Salah satu peribahasa untuk menganalogikan daya tarik sebuah tempat yang memiliki kandungan ekonmis sehingga menarik pendatang untuk menikmati limpahan kandungan kekayaan tersebut, adalah "Ada Gula Ada Semut."
Banyak contoh yang bisa diambil untuk mendiskripsikan peribahasa tersebut. Salah satunya, pernah ada sebuah daerah di pedalaman Aceh Utara, sebuah desa disebut Cot Girek. Lokasinya 15 Km dari Kota Lhoksukon atau 35 Km dari kota Lhokseumawe.
Daerah ini sekitar tahun 1970-an adalah daerah yang hijau, masih diselimuti oleh hutan-hutan yang rindang. Di dalam hutan itu terdapat areal perkebunan tebu sangat luas, kalau tidak salah sekitar 1000 Ha milik PTPN-1 yang ditugasi untuk mengelola Pabrik Gula (PG) Cot Girek. Dari lahan inilah PG tadi mendapat suplay bahan bakunya pada saat itu.

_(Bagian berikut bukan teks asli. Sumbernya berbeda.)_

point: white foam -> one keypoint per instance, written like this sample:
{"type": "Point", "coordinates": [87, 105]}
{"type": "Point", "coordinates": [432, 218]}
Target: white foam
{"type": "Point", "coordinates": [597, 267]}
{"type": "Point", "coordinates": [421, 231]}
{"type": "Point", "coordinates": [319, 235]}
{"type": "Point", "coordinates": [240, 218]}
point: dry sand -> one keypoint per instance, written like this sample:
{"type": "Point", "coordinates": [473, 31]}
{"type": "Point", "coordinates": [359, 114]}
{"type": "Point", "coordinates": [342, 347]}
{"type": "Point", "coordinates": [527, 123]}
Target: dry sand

PG Cot Girek ini diresmikan oleh almarhum Presiden Soeharto pada Mei 1970. Saat itu masayarakat Aceh sangat bangga dengan hadirnya pabrik tersebut. Banyak mimpi-mimpi indah jika pabrik ini nantinya mampu mandiri. fismtaranya akan dapat menopang perekonomian Aceh, khususnya Aceh Utara.
Oleh karenanya saat presiden akan berkunjung ada dua sisi yang paling sibuk menghadapi kunuungan Presiden. pertama adalah anak-anak sekolah, khsusnya murid SD se Kecamatan Syamtalira Arun (saat itu satu kecamatan dengan Cot Girek).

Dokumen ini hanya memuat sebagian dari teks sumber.